Susan G. Komen Launches New Toll-free Clinical Trial Information Helpline for Breast Cancer Patients

Susan G. Komen Launches New Toll-free Clinical Trial Information Helpline for Breast Cancer Patients

Susan G. Komen, an organization that fights breast cancer by funding research, screening, education, treatment, and psychosocial support programs, has launched a new toll-free Breast Cancer Clinical Trial Information Helpline (1-877-465-6636).

The goal is to help breast cancer patients and their families and friends increase their understanding of clinical trials, give them the information and resources to make an informed decision about clinical trial participation, and facilitate enrollment in programs of potential benefit.

“Clinical trials are critical to the development of new cancer therapies and cancer medicines, and yet very few breast cancer patients participate, either because they’re unaware of trials, are overwhelmed by the information they’re receiving, or are not sure how to raise the subject with their doctors,” Susan Brown, director of education and patient support at Susan G. Komen, said in a press release. “Our new Clinical Trial Helpline is here to help patients and loved ones get the answers they need, and potentially advance breast cancer research.”

Komen has supported 480 clinical trials since opening its doors in 1982. The largest non-profit funder of breast cancer research, after the U.S. Government, has supported research into prevention, new drugs, treatment approaches, and interventions to improve quality of life or reduce side effects.

Trials exist worldwide to evaluate the safety and effectiveness of new treatments, diagnostic methods, and screening tests. However, participation has never been so low – only 5 percent of adults in the U.S. participate in clinical trials, although 20 percent of cancer patients could be eligible, according to Komen.
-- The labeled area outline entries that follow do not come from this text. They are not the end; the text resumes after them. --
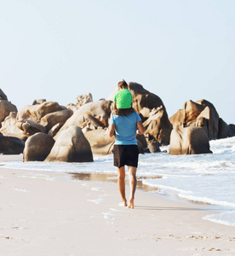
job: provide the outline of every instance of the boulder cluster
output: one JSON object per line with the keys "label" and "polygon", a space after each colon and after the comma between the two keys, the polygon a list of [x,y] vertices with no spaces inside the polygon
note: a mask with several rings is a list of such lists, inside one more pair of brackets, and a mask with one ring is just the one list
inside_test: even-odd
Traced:
{"label": "boulder cluster", "polygon": [[[23,153],[25,161],[90,162],[93,154],[112,154],[115,137],[106,134],[115,89],[107,100],[93,102],[90,93],[78,96],[76,104],[60,106],[44,99],[19,111],[0,89],[0,154]],[[214,105],[205,100],[186,102],[169,118],[162,100],[137,83],[129,83],[133,108],[146,129],[137,135],[140,153],[211,153],[209,140],[235,136]]]}

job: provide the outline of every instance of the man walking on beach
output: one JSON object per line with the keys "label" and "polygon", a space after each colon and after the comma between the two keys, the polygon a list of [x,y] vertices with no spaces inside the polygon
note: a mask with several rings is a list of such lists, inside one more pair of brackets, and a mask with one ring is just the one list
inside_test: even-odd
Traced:
{"label": "man walking on beach", "polygon": [[[136,170],[138,166],[139,150],[136,142],[136,130],[139,134],[143,134],[141,119],[136,113],[129,114],[113,114],[111,118],[108,134],[112,137],[115,131],[116,140],[113,148],[113,164],[118,167],[118,189],[122,196],[121,205],[134,208],[135,192],[136,189]],[[130,195],[129,204],[125,195],[125,166],[129,169]]]}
Even more concerning is the fact that fewer than 10 percent of trial participants are members of racial or ethnic minorities, often facing higher death rates than Caucasians.

“Language, including low literacy in English, can be a deterrent to investigators in approaching patients to offer information and enrollment in clinical trials. This Helpline will offer staff and materials in both English and Spanish, written for a lay audience, to help patients identify open trials that they may be eligible for, and overcome these barriers,” said Komen grantee Karen Schmitt, who is the director of the Cancer Services Program at New York Presbyterian Hospital.

While the helpline may not help everyone who calls qualify for a clinical trial, it will educate and empower patients to have more informed conversations with their physicians, potentially removing barriers that are affecting participation, Brown said.

“Komen has set a bold goal to reduce current U.S. breast cancer deaths by half by 2026, and research is essential to achieving that goal. We invite anyone with a question about clinical trials to call our new Helpline, and let us help you get the information you need to have the discussion with your healthcare provider,” said Ellen Willmott, interim president and chief executive officer of Susan G. Komen. “You may not only help yourself, but may also make a difference in the mission to end breast cancer, forever.”